وَأَتْبِعِ السَّيِّئَةَ الْحَسَنَةَ تَمْحُهَا

“Dan ikutilah keburukan dengan kebaikan, niscaya kebaikan akan menghapus keburukan.”

Maka kita butuh amal shalih seperti ini. Kita butuh kajian-kajian, kita butuh shalat jama’ah, kita butuh birrul walidain, kita butuh membantu orang lain dan berbagai amal shalih yang disyariatkan dalam Islam untuk menghapuskan dosa-dosa kita. Kapan kita salah, kapan kita berdosa, hendaknya segera kita bangkit, segera kita ingat Allah, segera kita tutup keburukan tersebut dengan kebaikan dan amal shalih.
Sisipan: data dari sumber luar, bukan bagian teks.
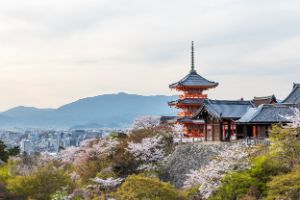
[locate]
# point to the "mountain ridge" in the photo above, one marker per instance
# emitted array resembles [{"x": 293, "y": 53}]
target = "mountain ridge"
[{"x": 107, "y": 110}]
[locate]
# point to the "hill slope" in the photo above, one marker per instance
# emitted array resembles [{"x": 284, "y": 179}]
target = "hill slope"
[{"x": 109, "y": 110}]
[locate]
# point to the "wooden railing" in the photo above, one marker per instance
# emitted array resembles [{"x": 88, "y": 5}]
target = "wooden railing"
[
  {"x": 183, "y": 96},
  {"x": 186, "y": 113}
]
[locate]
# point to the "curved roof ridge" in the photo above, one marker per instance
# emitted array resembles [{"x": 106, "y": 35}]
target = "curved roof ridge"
[
  {"x": 291, "y": 98},
  {"x": 194, "y": 79}
]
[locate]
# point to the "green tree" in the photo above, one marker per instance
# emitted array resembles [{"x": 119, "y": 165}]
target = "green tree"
[
  {"x": 235, "y": 186},
  {"x": 145, "y": 188},
  {"x": 40, "y": 184},
  {"x": 285, "y": 186},
  {"x": 285, "y": 146},
  {"x": 5, "y": 152}
]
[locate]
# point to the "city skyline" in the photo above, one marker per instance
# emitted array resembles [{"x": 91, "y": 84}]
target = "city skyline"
[{"x": 56, "y": 52}]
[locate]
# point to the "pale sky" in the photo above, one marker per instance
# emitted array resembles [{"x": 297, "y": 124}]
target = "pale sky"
[{"x": 53, "y": 52}]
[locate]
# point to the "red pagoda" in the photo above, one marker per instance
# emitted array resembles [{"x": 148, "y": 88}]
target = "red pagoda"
[{"x": 192, "y": 87}]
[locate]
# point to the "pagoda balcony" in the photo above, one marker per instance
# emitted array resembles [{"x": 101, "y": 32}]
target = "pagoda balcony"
[
  {"x": 199, "y": 96},
  {"x": 186, "y": 113}
]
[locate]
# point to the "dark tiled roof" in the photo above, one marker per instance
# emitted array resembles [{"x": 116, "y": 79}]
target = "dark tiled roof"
[
  {"x": 194, "y": 79},
  {"x": 271, "y": 113},
  {"x": 226, "y": 109},
  {"x": 187, "y": 101},
  {"x": 294, "y": 96},
  {"x": 264, "y": 100}
]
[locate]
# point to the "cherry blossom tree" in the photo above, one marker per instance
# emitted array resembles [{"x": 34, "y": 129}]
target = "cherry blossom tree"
[
  {"x": 233, "y": 157},
  {"x": 294, "y": 121},
  {"x": 109, "y": 183},
  {"x": 148, "y": 150},
  {"x": 146, "y": 122}
]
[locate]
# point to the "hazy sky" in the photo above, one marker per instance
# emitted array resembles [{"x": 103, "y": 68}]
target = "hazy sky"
[{"x": 56, "y": 51}]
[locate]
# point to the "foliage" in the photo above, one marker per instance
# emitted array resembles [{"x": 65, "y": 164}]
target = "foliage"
[
  {"x": 141, "y": 187},
  {"x": 234, "y": 186},
  {"x": 185, "y": 158},
  {"x": 41, "y": 183},
  {"x": 285, "y": 146},
  {"x": 233, "y": 157},
  {"x": 109, "y": 183},
  {"x": 285, "y": 186},
  {"x": 148, "y": 150},
  {"x": 5, "y": 152},
  {"x": 146, "y": 122}
]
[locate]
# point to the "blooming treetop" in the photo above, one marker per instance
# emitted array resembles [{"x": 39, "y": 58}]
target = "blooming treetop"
[
  {"x": 109, "y": 183},
  {"x": 148, "y": 150},
  {"x": 146, "y": 122},
  {"x": 209, "y": 178},
  {"x": 294, "y": 119}
]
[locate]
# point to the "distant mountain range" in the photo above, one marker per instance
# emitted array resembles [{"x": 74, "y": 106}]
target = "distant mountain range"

Pada pertemuan yang terakhir telah kita bahas bersama hadits nomor 11. Yaitu hadits Al-Hasan bin ‘Ali Radhiyallahu ‘Anhu. Bahwasannya Rasulullah Shallallahu ‘Alaihi wa Sallam bersabda:

دَعْ مَا يَرِيْبُكَ إِلَى مَا لاَ يَرِيْبُكَ

“Tinggalkanlah perkara yang membuatmu ragu kepada apa yang tidak membuatmu ragu.” (HR. An-Nasa’i dan Tirmidzi. Dan Tirmidzi mengatakan hadits ini hasan shahih)

Yang menuntut kita untuk meninggalkan perkara-perkara yang meragukan dan syubhat. Tentunya itu semua setelah kita memastikan diri meninggalkan perkara-perkara yang lebih besar, perkara-perkara yang jelas keharamannya, perkara-perkara yang makruh, perkara-perkara yang dilarang oleh agama, baru kemudian kita berpindah pada tingkat berikutnya, yaitu meninggalkan perkara-perkara yang syubhat dan meragukan. Jangan sampai kita menyibukkan diri dengan perkara-perkara yang syubhat, tapi kita masih melakukan perkara-perkara yang jelas diharamkan oleh Allah Subhanahu wa Ta’ala.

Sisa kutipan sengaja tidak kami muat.